Contempló el muro y le pareció que debía de alcanzar entre tres y tres metros y medio de altura. A los lados y en la parte posterior del hospital, el muro se prolongaba en una alambrada oxidada en muchos puntos y coronada con alambre de espino. Además del jardín, había una zona de ejercicio y una franja pavimentada, que contenía una cesta de baloncesto en un extremo y una red de voleibol en el centro, pero ambas cosas estaban torcidas y rotas, oscurecidas debido al abandono y la falta de mantenimiento. Tampoco pudo imaginar que alguien las usara.
– ¿Qué estás mirando, Pajarillo? -preguntó Negro Chico.
– El hospital. No sabía lo grande que era.
– Ahora hay muchos pacientes, demasiados -comentó el auxiliar en voz baja-. Las unidades están abarrotadas. Las camas, apretujadas entre sí. Gente sin nada que hacer, pasando el rato en los pasillos. No hay bastantes juegos. No hay terapia suficiente. El hacinamiento no es bueno.
Francis dirigió la vista más allá de la enorme verja que había cruzado a su llegada al hospital. Estaba abierta de par en par.
– La cierran por la noche -dijo Negro Chico antes de que se lo preguntara.
– El señor Evans pensaba que intentaría escaparme -comentó Francis.
– La gente siempre piensa que eso es lo que harán las personas que están aquí. -Sacudió la cabeza con una sonrisa-. Hasta el señor del Mal. Lleva aquí un par de años y ya debería saber que no es así.
– ¿Por qué no? -preguntó Francis-. ¿Por qué no intenta huir la gente?
– Ya sabes la respuesta, Pajarillo -suspiró Negro Chico-. No es cuestión de vallas, ni de puertas cerradas con llave, aunque tenemos un montón. Hay muchas formas de tener a una persona encerrada. Piénsalo. Pero la mejor no tiene nada que ver con fármacos o cerrojos: aquí casi nadie tiene adonde ir. Si no tienes eso, no te vas. Es así de simple.

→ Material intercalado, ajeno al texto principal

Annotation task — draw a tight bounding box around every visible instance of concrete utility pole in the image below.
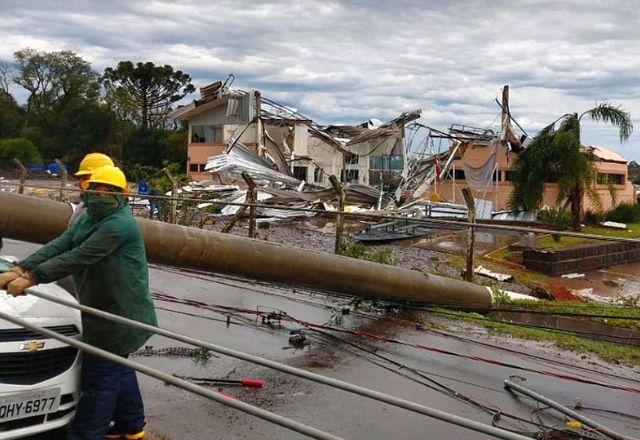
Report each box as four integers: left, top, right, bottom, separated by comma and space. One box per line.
461, 187, 476, 282
13, 159, 27, 195
54, 159, 67, 202
329, 175, 345, 255
0, 191, 494, 308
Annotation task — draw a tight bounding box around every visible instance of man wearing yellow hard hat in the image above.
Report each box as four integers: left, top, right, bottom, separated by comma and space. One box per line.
0, 165, 157, 440
68, 153, 115, 226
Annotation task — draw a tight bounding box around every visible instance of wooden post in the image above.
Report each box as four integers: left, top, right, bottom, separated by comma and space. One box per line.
54, 159, 67, 202
221, 205, 248, 233
163, 168, 178, 224
329, 175, 345, 255
461, 187, 476, 282
241, 171, 257, 238
13, 159, 27, 195
500, 85, 510, 139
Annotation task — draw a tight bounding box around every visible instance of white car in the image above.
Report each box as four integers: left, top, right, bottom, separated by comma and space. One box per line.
0, 256, 81, 439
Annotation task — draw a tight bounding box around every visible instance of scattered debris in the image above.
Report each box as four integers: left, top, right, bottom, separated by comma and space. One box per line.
288, 329, 307, 347
475, 265, 513, 282
601, 221, 627, 230
561, 273, 585, 279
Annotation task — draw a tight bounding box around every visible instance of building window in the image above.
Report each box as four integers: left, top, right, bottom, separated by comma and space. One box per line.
341, 169, 359, 183
504, 170, 516, 181
442, 169, 466, 180
369, 155, 403, 171
597, 173, 625, 185
314, 167, 324, 183
388, 155, 403, 171
189, 163, 207, 172
345, 153, 359, 165
191, 125, 223, 143
293, 166, 307, 182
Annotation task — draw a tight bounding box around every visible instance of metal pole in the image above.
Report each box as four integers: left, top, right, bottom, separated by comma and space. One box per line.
0, 310, 343, 440
24, 287, 529, 440
504, 379, 636, 440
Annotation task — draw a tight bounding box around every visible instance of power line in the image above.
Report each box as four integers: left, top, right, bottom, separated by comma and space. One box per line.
20, 287, 534, 440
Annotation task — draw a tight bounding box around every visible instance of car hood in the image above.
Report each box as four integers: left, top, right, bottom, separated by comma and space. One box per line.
0, 283, 81, 321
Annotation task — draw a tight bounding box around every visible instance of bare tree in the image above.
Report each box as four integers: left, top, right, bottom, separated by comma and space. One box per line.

Dicho eso, se volvió para ayudar a Cleo con sus semillas. No había cavado los surcos lo bastante profundos ni lo bastante anchos. Su rostro reflejaba cierta frustración hasta que Negro Chico le recordó que cuando su tocaya entró en Roma, los sirvientes esparcieron pétalos de rosas a su paso. Eso la hizo reflexionar un momento, y luego se puso a cavar y rastrillar la tierra pedregosa con una resolución que parecía verdaderamente inquebrantable. Cleo era una mujer corpulenta, que llevaba vestidos holgados de colores vivos que ondeaban alrededor de su cuerpo y ocultaban su volumen enorme. Resollaba a menudo, fumaba demasiado y el cabello oscuro le caía despeinado sobre los hombros. Cuando caminaba, solía tambalearse de un lado a otro, como un barco a la deriva sacudido por los vientos y el mar agitado. Pero Francis sabía que se transformaba cuando cogía una pala de ping-pong: se liberaba de su tamaño entorpecedor como por arte de magia y se volvía esbelta, ágil y rápida.
Volvió a mirar la verja y a los demás pacientes, y empezó a comprender lo que Negro Chico le había dicho. Uno de los hombres mayores tenía problemas con su palita, que sacudía con fuerza con una mano temblorosa. Otro se había distraído y contemplaba un cuervo escandaloso que se había posado en un árbol cercano.
En su interior, una de sus voces repetía lo que había dicho Negro Chico, subrayando cada palabra: Nadie huye porque nadie tiene adonde ir. Y tú tampoco, Francis.
Y un coro de asentimiento.
Se sintió mareado un instante, porque allí, bajo el sol y la suave brisa primaveral, con las manos cubiertas de tierra del jardín, vio que ése podría ser su futuro. Y eso lo aterró más que cualquier otra cosa que le hubiera ocurrido hasta entonces. Comprendió que su vida era una cuerda fina y resbaladiza, y que tenía que agarrarse a ella. Era la peor sensación que hubiera tenido nunca. Sabía que estaba loco y sabía, con la misma seguridad, que no podía estarlo. Tenía que encontrar algo que lo mantuviera cuerdo. O que lo hiciera parecer cuerdo.